By trading Indonesian manufacturing for Italian craftsmanship, Alo is betting that its "wellness sanctuary" lifestyle is powerful enough to make you retire your Chanel flap for good.

By trading Indonesian manufacturing for Italian craftsmanship, Alo is betting that its "wellness sanctuary" lifestyle is powerful enough to make you retire your Chanel flap for good.
January 26, 2026
By trading Indonesian manufacturing for Italian craftsmanship, Alo is betting that its "wellness sanctuary" lifestyle is powerful enough to make you retire your Chanel flap for good.
If you’ve spent any time in SoHo or Beverly Hills, the Alo canvas tote is as common as a green juice. But CEO Danny Harris is no longer satisfied with being the uniform of the Pilates Princess. He wants the crown of the Heritage House.
With the launch of a new Italian-made leather handbag line priced between $1,200 and $3,600, Alo is making a high-stakes gamble: they are betting that you’ll trade your Chanel flap for a bag born in a yoga studio. The collection arrives with Italian manufacture and a serious fashion campaign: Steven Meisel behind the lens, major top models faces - Candice Swanepoel, Amelia Gray in front, and the kind of styling team that signals legitimacy in one glance.

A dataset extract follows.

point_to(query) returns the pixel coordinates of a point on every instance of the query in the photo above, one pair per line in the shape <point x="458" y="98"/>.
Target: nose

Harris is framing the move to Italian manufacturing as a progression, but critics are asking if a change in zip code equals a change in status. While Alo’s core leggings are famously produced in places like Taiwan and Indonesia, these bags are hand-crafted in Florence.
But does "Made in Italy" constitute innovation?
The most brutal hurdle for Alo is the Resale Reality. People spend $3,000+ on brands like Dior or Chanel because those pieces hold, or even gain value. They come with a century of heritage that can’t be replicated.
Alo, conversely, has a reputation closely tied to the fast-fashion cycle of drops, and influencer seeding. There is a deep-seated fear among luxury collectors that a $3,000 Alo bag is essentially a self-dupe: a product that looks like luxury but lacks the legacy to sustain its price point. Within weeks, high-street brands will likely release inspired-by versions for $100, further diluting the exclusivity Harris is trying to build.

You have to admire the audacity. Harris isn't just asking for a seat at the table; he’s trying to flip it. By claiming consumers will swap Chanel for Alo, he is betting on a generational shift where Gen Z values wellness vibes over old-world prestige.
"If they were buying a Chanel bag, they will now buy an Alo bag," Harris claims.
It’s a bold statement for a brand that many still categorize as "elevated gym wear." Is it luxury, or is it just "hella expensive"? To be luxury, a brand usually needs a narrative that transcends the product. Alo's narrative is sweat, leggings, and green juice—hardly the stuff of Parisian ateliers.
Alo is successfully building a Wellness Empire, with plans for Japan-made eyewear and resorts in Capri. But the handbag market is a different beast. Luxury consumers are notoriously snobbish about new money brands entering the leather goods space without a history of craftsmanship.
Whether this succeeds depends on one thing: Is the Alo community a cult or a customer base? If they are a cult, they’ll buy the bag to signal their membership in the Wellness Elite. If they are just customers, they’ll stick to the $100 leggings and keep their $3,000 for a brand that has survived more than a few fashion seasons.